Reid ignored them. He reached out, his arm sliding around my waist, pulling me tight against his side. It wasn't the "possessive" grip from the gala. It was a shield. He leaned down, his lips brushing my ear as we pushed through the glass doors.

"Don't look at them," he whispered. "Look at me."

Inside, the hospice was a world of hushed tones and the scent of antiseptic. The chaos stayed behind the glass. We walked down the hallway to Room 412.

My mother, Elena, was sitting up in bed, her frail frame draped in a knitted shawl. She looked smaller every time I saw her, her skin like fine porcelain that had been dropped and glued back together. But when she saw us, her eyes—the same amber-gold as mine—lit up.

"Maya! And Reid!" she chirped, her voice thin but warm. "I saw you on the news this morning. You two looked so... dramatic. All that talk about checks and boardrooms."

I sat on the edge of her bed, taking her hand. It felt like holding a bird's wing. "It was just business, Mom. You know how Reid's family is. They like a bit of theater."

Elena looked past me to Reid, who was standing at the foot of the bed. He looked profoundly out of place in this room full of handmade cards and IV bags, yet he didn't look uncomfortable. He looked... respectful.

"Come here, young man," Elena commanded, patting the mattress.

Reid hesitated for a second, then stepped forward and sat.
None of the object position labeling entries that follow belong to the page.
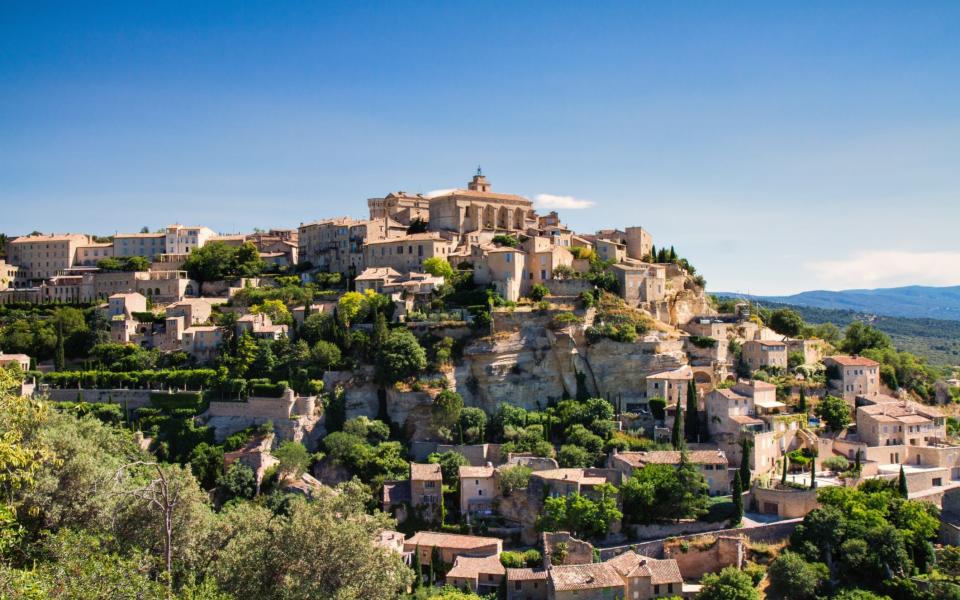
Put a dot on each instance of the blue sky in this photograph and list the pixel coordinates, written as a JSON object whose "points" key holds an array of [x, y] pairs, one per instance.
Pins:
{"points": [[779, 146]]}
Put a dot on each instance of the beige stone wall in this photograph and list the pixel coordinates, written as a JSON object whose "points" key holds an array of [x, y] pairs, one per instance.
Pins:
{"points": [[787, 503], [708, 554]]}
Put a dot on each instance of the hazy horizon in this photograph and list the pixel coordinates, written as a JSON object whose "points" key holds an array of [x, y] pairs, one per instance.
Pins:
{"points": [[779, 148]]}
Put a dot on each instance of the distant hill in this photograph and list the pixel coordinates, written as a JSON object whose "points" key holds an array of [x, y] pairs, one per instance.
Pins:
{"points": [[915, 301], [936, 340]]}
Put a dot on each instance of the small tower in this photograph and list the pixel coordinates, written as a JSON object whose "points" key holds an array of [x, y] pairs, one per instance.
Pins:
{"points": [[479, 183]]}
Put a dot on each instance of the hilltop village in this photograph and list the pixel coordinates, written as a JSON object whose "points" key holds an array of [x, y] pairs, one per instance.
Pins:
{"points": [[500, 406]]}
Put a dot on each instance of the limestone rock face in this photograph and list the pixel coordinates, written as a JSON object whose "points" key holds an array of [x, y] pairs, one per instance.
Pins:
{"points": [[619, 369]]}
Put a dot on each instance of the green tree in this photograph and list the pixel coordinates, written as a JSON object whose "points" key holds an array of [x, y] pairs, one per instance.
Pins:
{"points": [[438, 267], [206, 463], [692, 423], [210, 262], [400, 357], [737, 516], [294, 458], [59, 360], [859, 337], [746, 450], [676, 434], [324, 356], [446, 408], [834, 412], [729, 584], [786, 321], [515, 478], [450, 463], [239, 481], [538, 292], [796, 579]]}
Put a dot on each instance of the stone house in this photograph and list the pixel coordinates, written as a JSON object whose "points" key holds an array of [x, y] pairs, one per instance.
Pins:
{"points": [[478, 489], [645, 578], [407, 253], [480, 574], [669, 385], [764, 353], [478, 208], [526, 584], [124, 305], [451, 545], [557, 483], [712, 464], [43, 256], [22, 360], [426, 482], [574, 582], [888, 421], [640, 282], [853, 376]]}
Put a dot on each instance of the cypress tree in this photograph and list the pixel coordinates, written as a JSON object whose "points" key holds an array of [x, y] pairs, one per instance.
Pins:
{"points": [[417, 568], [692, 424], [745, 446], [676, 436], [59, 358], [737, 516]]}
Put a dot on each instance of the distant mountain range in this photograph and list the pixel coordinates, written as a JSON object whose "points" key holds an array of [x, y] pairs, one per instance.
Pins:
{"points": [[915, 301]]}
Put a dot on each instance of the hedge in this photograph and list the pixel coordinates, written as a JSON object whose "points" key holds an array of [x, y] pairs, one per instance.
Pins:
{"points": [[186, 378], [178, 400]]}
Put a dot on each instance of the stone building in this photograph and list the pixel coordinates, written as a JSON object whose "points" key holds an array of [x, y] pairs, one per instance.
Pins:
{"points": [[765, 353], [478, 208], [407, 253], [478, 489], [712, 464], [401, 207], [853, 376], [43, 256]]}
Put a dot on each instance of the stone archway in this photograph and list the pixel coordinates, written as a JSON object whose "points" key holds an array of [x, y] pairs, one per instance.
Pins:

"They're saying some mean things about my daughter," Elena said, her gaze sharpening. "They're saying she's only with you for the money. That you're 'buying' her."

My breath hitched. I looked at the floor, the weight of the lie pressing down on my chest like a ton of lead.

"Mrs. Gable," Reid said, his voice steady and unexpectedly gentle. He reached out and took my mother's other hand. "The money is just a number on a page. Your daughter is the most expensive thing in my life, but not because of a check. She's expensive because she's the only thing I have that I'm actually afraid to lose."

He looked at me as he said it. And for the first time, I didn't see the contract. I didn't see the "liability." I saw the truth.

Elena smiled, a slow, knowing expression. "Good. Because if you break her heart, I don't care how many billions you have. I'll find a way to haunt your boardroom."

We stayed for an hour, talking about nothing and everything. For that hour, we weren't the "Billionaire and the Waitress." We were just a couple visiting a mother.

But as we walked back to the lobby, the reality of the war returned. The PR head was waiting by the door, his face pale.

"Mr. Sterling," he whispered. "Cassandra didn't just leak the check. She leaked the original contract. The one with the 'Five Million' signature and the 'No Feelings' clause. It's all over Twitter."

I felt the world go black at the edges. The lie was dead. The truth was out.

And as the reporters outside started screaming my name, I realized that the "damage control" had just failed.

Reid looked at the doors, then at me. His eyes were hard, his jaw set. "Get in the car, Maya."

"Reid, what are we going to do?" I cried, the panic finally breaking through. "The contract... they have the paper!"

Reid turned to the crowd of reporters, his hand tightening on mine. "We're going to do the only thing left to do," he said, his voice echoing in the quiet lobby.

"We're going to tell them the contract was a mistake. Not because it was a lie... but because it's not enough."